Quoi qu’il en soit, il est encore temps de faire passer à la caisse grands patrons et actionnaires, ce qui serait la moindre des choses. Les dividendes versés cette année doivent être intégralement taxés, y compris ceux provenant des réserves issues d’apports de capital, sur la base d’un taux à 100%. Et pourquoi pas introduire, parallèlement, un impôt fédéral sur la fortune des millionnaires?

Voilà de quoi alimenter massivement un fonds public «pour la protection de la vie humaine, pour la santé publique et pour le maintien des emplois et des salaires». Pour financer la production en nombre du matériel de protection, les masques en particulier, et des tests de dépistage, et leur mise à disposition généralisée et gratuite. Pour garantir le maintien intégral du salaire de toutes et tous les travailleurs-euses. Pour renforcer les moyens à disposition de la santé publique et verser une «prime de risque» conséquente aux salarié-e-s qui sont au front, en premier lieu le personnel hospitalier.

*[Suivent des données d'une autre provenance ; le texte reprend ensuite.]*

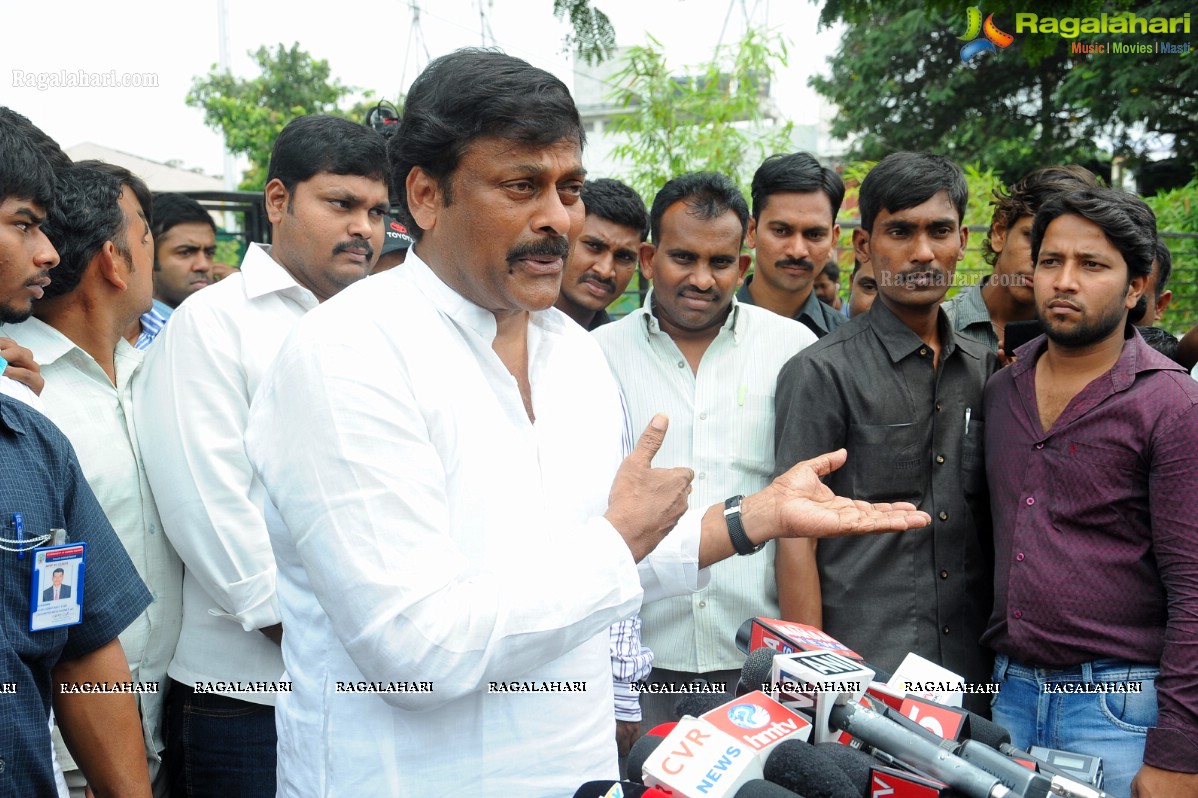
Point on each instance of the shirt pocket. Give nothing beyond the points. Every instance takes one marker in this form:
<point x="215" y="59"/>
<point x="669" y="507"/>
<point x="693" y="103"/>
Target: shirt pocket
<point x="973" y="459"/>
<point x="1085" y="481"/>
<point x="888" y="461"/>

Il n’y a quand même pas de raison d’arroser toutes les entreprises, y compris celles qui continuent de licencier et/ou de verser des dividendes à leurs actionnaires, en invitant les travailleurs et travailleuses à payer l’intégralité de la facture!

Et demain, les déficits?

«Pour financer les mesures d’urgence adoptées en lien avec la crise du coronavirus, la Confédération doit s’endetter davantage.» D’ordinaire partisane acharnée du serrage de ceinture financier, economiesuisse est prête à rompre tous les tabous pour aider les entreprises.

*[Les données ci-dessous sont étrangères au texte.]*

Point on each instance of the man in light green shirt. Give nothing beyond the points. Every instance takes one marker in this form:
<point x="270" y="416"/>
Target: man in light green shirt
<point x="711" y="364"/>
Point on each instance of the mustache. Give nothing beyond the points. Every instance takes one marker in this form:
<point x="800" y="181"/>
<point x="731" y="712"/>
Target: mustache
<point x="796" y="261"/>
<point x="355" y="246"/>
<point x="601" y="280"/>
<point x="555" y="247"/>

La faîtière patronale ne perd cependant pas le Nord. «La règle complémentaire au frein à l’endettement prévoit toutefois que les ‘dettes extraordinaires’ aussi soient amorties avec le temps», ajoute-t-elle. «Cette obligation d’amortir une dette est juste et importante.» Traduction: les dettes contractées aujourd’hui pour sauver l’économie privée devront être compensées demain par des coupes budgétaires.

Cette pression à l’austérité pourrait être renforcée par d’importantes pertes de recettes fiscales à venir, notamment en provenance de l’impôt sur les bénéfices. La commission de l’économie du Conseil des Etats a déjà fait part de ses craintes pour le budget fédéral. Selon Ernst Stocker, président des directeurs des Finances cantonaux, les cantons se retrouveront aussi «face à de très grands défis en matière de politique financière».

Même son de cloche dans les communes. À Bienne, la responsable des Finances Silvia Steidle prévoit une baisse de 10% des rentrées fiscales. Michael Aebersold, le trésorier de la Ville de Berne, estime pour sa part que le manque à gagner pourrait être situé entre 10% et 30% (2).

Pour éviter l’austérité, il faudra chercher l’argent là où il est – dans les poches des nanti-e-s.